Transporte por aplicativo dispara 83,4% em Porto Alegre, liderando alta nacional
Alta de 83,4% em transporte por app em Porto Alegre lidera IPCA

Transporte por aplicativo tem maior alta em 2025, com Porto Alegre liderando ranking nacional

O preço do transporte por aplicativo foi o item com maior alta em 2025, de acordo com o Índice Nacional de Preços ao Consumidor Amplo (IPCA). Os dados, divulgados em janeiro pelo Instituto Brasileiro de Geografia e Estatística (IBGE), revelam que a inflação brasileira fechou o ano em 4,26%.

Porto Alegre no topo da lista com aumento expressivo

Porto Alegre é a capital que lidera o ranking, com uma alta impressionante de 83,4% no preço do transporte por aplicativo. Em seguida, aparecem Brasília (DF), com 67,75%, e Rio de Janeiro (RJ), com 66,27%. No outro extremo, Aracaju (SE) registrou o menor aumento, de 33,82%.

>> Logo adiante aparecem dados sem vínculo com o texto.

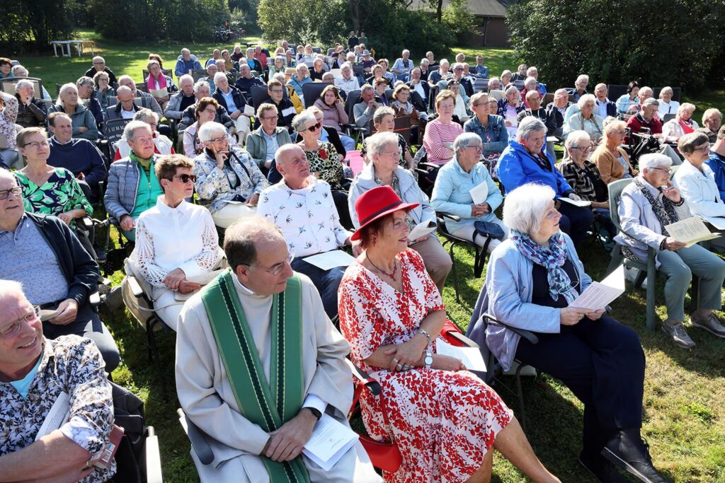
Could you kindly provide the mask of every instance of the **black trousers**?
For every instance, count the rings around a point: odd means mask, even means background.
[[[585,452],[598,455],[618,429],[642,427],[645,353],[634,330],[603,315],[536,335],[537,344],[521,340],[516,358],[560,379],[584,403]]]
[[[44,308],[54,308],[55,307],[44,306]],[[113,340],[113,336],[108,332],[108,329],[98,318],[98,314],[91,307],[91,304],[86,303],[80,306],[75,321],[67,325],[56,325],[48,321],[43,322],[43,335],[49,339],[55,339],[61,335],[71,334],[88,337],[96,343],[96,345],[101,351],[101,356],[103,356],[103,360],[106,363],[106,372],[110,374],[113,369],[118,366],[118,364],[121,361],[121,356],[118,353],[116,343]]]
[[[594,213],[588,206],[575,206],[564,201],[559,206],[559,213],[561,214],[559,220],[561,231],[571,237],[574,246],[579,247],[587,236],[587,230],[592,225]]]

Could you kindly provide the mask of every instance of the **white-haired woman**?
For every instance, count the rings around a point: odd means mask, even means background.
[[[365,138],[367,156],[371,162],[364,167],[355,177],[350,185],[347,198],[352,224],[355,228],[360,225],[355,214],[355,201],[363,193],[377,186],[390,186],[404,203],[418,205],[408,211],[405,217],[405,222],[411,231],[421,223],[434,224],[436,222],[436,212],[428,203],[428,197],[420,190],[410,172],[398,164],[400,159],[399,137],[400,135],[394,133],[378,132]],[[423,257],[426,270],[442,294],[443,286],[452,264],[438,238],[431,233],[427,233],[415,240],[409,240],[408,245]]]
[[[720,310],[725,261],[699,245],[686,246],[670,236],[666,227],[692,216],[679,190],[670,180],[672,160],[660,154],[639,158],[639,175],[622,191],[619,223],[622,231],[615,240],[627,258],[647,261],[647,248],[657,251],[657,267],[664,273],[667,319],[662,329],[680,347],[695,343],[685,331],[684,297],[692,274],[700,278],[697,309],[692,325],[725,336],[725,328],[713,313]]]
[[[98,139],[98,127],[96,125],[96,118],[93,117],[91,110],[82,102],[78,102],[78,89],[75,84],[68,83],[63,84],[58,94],[58,100],[48,109],[51,112],[65,112],[70,117],[70,122],[73,127],[73,138],[80,138],[88,140]]]
[[[579,112],[572,114],[564,123],[563,135],[566,138],[572,131],[586,131],[592,140],[599,143],[602,138],[604,126],[602,119],[594,112],[597,105],[597,98],[594,94],[584,94],[576,103]]]
[[[438,172],[431,204],[437,211],[459,217],[459,221],[446,219],[451,235],[488,247],[490,252],[508,236],[508,228],[494,211],[503,201],[501,191],[479,163],[484,143],[475,133],[464,133],[453,143],[455,155]],[[485,185],[485,189],[481,187]],[[471,190],[479,190],[474,201]],[[492,226],[495,225],[495,226]],[[490,238],[490,240],[489,240]]]
[[[579,461],[600,481],[623,481],[609,463],[616,461],[643,481],[663,482],[639,434],[645,364],[639,339],[603,306],[570,306],[592,278],[559,229],[554,195],[530,183],[506,196],[503,222],[511,234],[491,253],[468,337],[486,344],[505,370],[518,359],[571,390],[584,406]],[[484,314],[494,320],[486,324]],[[506,326],[534,332],[538,343]]]
[[[204,144],[194,159],[196,193],[208,204],[214,223],[221,228],[257,210],[260,193],[269,185],[249,154],[230,146],[223,125],[210,121],[199,130]]]
[[[660,91],[660,106],[657,112],[661,120],[664,120],[665,116],[668,114],[676,114],[679,108],[680,104],[672,100],[672,88],[668,85]]]
[[[675,118],[662,125],[662,137],[668,140],[677,140],[684,135],[694,133],[695,130],[699,129],[700,126],[692,119],[695,109],[695,104],[689,102],[683,103],[677,108],[677,115]]]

Grupo de Transportes impulsiona inflação

O grupo dos Transportes foi o que teve a maior variação no ano passado, com 0,74%. Esse resultado foi influenciado principalmente pelo aumento nos preços do transporte por aplicativo, que subiu 13,79%, e das passagens aéreas, com alta de 12,61%.

Posicionamento da Amobitec sobre os preços

Representando empresas como Uber e 99, a Associação Brasileira de Mobilidade e Tecnologia (Amobitec) explica que as plataformas operam com modelos de negócio que buscam equilibrar a demanda dos usuários com a oferta de motoristas. A entidade afirma que os preços são influenciados por fatores como:

  • Tempo e distância dos deslocamentos
  • Categoria do veículo escolhido
  • Nível de demanda por corridas em horários e locais específicos

Além disso, a Amobitec destaca que as empresas têm equipes dedicadas para acompanhar os custos que impactam os motoristas parceiros, realizando reajustes periódicos nos ganhos.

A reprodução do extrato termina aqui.